Schwein 381 steht ganz hinten. Eine Bunte Mischung hier auf Gut Gronenfelde.

Bunte Mischung am Futtertrog: Schwein 381 mampft ganz hinten.

 

Saisonales Bio-Futter im Schweinetrog

Heute ist Erntedank-Fest, auf den Höfen wird geerntet und verarbeitet. Und davon profitieren auch die Schweine auf Gut Gronenfelde. Der Trog ist reich gedeckt: frische Kartoffeln (die zu klein sind für den Verkauf) und Reste von der Saftvermostung. "So bringen wir etwas Herbststimmung in den Stall." sagt Emanuel. Die Tiere auf Gronenfelde leben in einem modernen Offenstall. Die Schweine wählen selber, ob sie lieber im luftigen Stall bleiben möchten oder im Auslauf das Herbstwetter kennenlernen wollen.  

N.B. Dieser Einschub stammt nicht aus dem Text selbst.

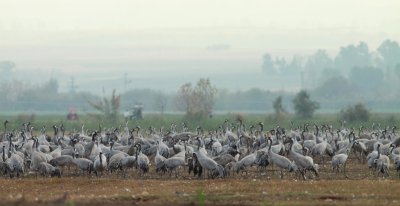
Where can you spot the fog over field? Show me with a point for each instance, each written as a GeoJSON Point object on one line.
{"type": "Point", "coordinates": [161, 45]}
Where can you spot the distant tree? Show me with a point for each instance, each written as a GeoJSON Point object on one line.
{"type": "Point", "coordinates": [184, 99]}
{"type": "Point", "coordinates": [278, 107]}
{"type": "Point", "coordinates": [353, 56]}
{"type": "Point", "coordinates": [108, 107]}
{"type": "Point", "coordinates": [366, 78]}
{"type": "Point", "coordinates": [334, 87]}
{"type": "Point", "coordinates": [357, 112]}
{"type": "Point", "coordinates": [160, 102]}
{"type": "Point", "coordinates": [390, 52]}
{"type": "Point", "coordinates": [197, 101]}
{"type": "Point", "coordinates": [303, 105]}
{"type": "Point", "coordinates": [294, 67]}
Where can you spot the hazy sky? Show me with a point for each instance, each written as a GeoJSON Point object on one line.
{"type": "Point", "coordinates": [152, 35]}
{"type": "Point", "coordinates": [369, 16]}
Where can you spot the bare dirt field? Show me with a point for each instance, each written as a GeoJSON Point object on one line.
{"type": "Point", "coordinates": [361, 187]}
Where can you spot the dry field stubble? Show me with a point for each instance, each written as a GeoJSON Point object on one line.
{"type": "Point", "coordinates": [254, 188]}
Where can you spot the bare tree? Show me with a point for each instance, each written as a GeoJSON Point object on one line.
{"type": "Point", "coordinates": [109, 107]}
{"type": "Point", "coordinates": [198, 100]}
{"type": "Point", "coordinates": [160, 102]}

Schwein beim Futtern: es gibt saisonales Obst und Gemüse im Schweinetrog.

Leckereien für die Schweine: frische Kartoffeln und Reste aus der Vermostung.

Emanuel fährt Schwein 381 früh morgens am 7. Oktober zu Gut Hirschaue (37 Kilometer entfernt). Hier wird es mit guten elf Monaten geschlachtet und zerlegt.